The LRI programme’s fundamental objective is to link research to practice and policy, and in particular to advance approaches for the scientific assessment of the safety of chemicals as well as to improve our understanding of the potential health and environmental risks.

By fostering innovative research, we help improve the information needed for science-based decision making, as well as building inter-disciplinary and international scientific networks and engaging with partners around the world to link research to practice and policy.

The LRI program is tailored to adapt to changing issues in chemical safety assessment, to improve consumer confidence in our products, and to support our goal to be the leader in chemical safety assessment research.

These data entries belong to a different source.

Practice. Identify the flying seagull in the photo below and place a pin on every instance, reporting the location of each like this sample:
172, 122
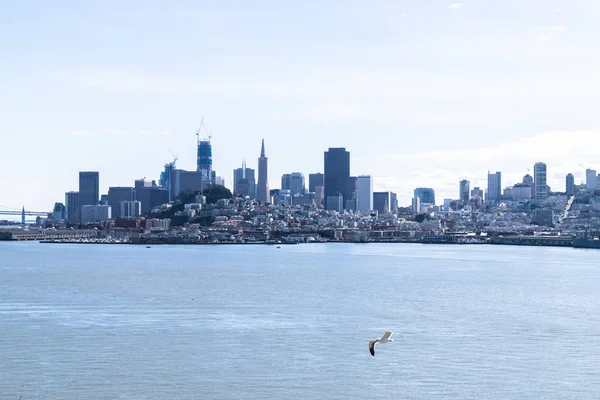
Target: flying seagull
384, 339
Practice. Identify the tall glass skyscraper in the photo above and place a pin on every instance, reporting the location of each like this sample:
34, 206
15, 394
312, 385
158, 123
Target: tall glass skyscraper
204, 160
425, 195
337, 175
540, 186
262, 187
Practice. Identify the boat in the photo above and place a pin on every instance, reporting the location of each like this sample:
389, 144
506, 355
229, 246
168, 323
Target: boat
586, 243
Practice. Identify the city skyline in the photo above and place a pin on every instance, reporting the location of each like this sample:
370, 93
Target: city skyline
483, 183
437, 94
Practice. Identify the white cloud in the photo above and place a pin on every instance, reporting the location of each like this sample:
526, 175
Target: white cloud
562, 151
121, 132
554, 28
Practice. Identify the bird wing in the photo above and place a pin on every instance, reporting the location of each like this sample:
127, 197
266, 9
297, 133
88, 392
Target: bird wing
372, 347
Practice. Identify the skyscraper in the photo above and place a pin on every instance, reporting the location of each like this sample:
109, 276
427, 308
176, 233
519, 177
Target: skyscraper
262, 190
591, 180
464, 191
365, 193
570, 185
494, 188
89, 188
337, 175
204, 160
425, 195
244, 181
293, 182
72, 207
540, 188
314, 180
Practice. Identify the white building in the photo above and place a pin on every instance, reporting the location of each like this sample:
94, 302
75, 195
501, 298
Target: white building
521, 191
416, 205
130, 209
91, 214
591, 179
365, 193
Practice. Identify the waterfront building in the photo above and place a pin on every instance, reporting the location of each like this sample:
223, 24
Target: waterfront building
365, 193
464, 191
262, 192
59, 212
591, 180
570, 184
315, 180
94, 213
494, 188
337, 175
425, 195
540, 186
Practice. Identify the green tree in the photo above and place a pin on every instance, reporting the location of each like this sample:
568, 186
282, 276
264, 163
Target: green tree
215, 193
187, 196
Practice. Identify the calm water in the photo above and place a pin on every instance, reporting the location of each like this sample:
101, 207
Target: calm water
241, 322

Recently, we have aimed to contribute at a regulatory level in the areas of read-across, skin sensitisation, and bioaccumulation. While regulatory agencies require extensive animal testing, alternative methods may also be used. In this context, LRI and its network have made key advances with ECHA both in non-testing by read-across and in-vitro testing for skin sensitization. This results in significant animal savings for companies carrying out regulatory filings, and is particularly beneficial for low tonnage chemicals for REACH 2018, as well as for internal R&D safety evaluations.

Additionally, the LRI works closely with ECHA and Member States in the area of environmental bioaccumulation to contribute to the 2015 PBT guidance update. Finally, the LRI’s Endocrine Modulation Steering Group has contributed to the ED impact assessment for the European Commission, providing useful information for the EC ED community strategy revision. The ED expertise accumulated within the LRI programme has provided for four OECD test guidelines in the past.

The LRI also creates momentum on key science issues such as evaluating quality of epidemiology studies (see under PROJECTS tab, e.g. LRI-EMSG58 and LRI-Q3), leading the way on eco-system impact assessment of chemicals (e.g. LRI-ECO19), making sense of 21st century toxicity data (e.g. LRI-AIMT2, 3, and 4), and understanding societal acceptance of new chemical technologies through benefits and risk governance (e.g. LRI-S2 and S3).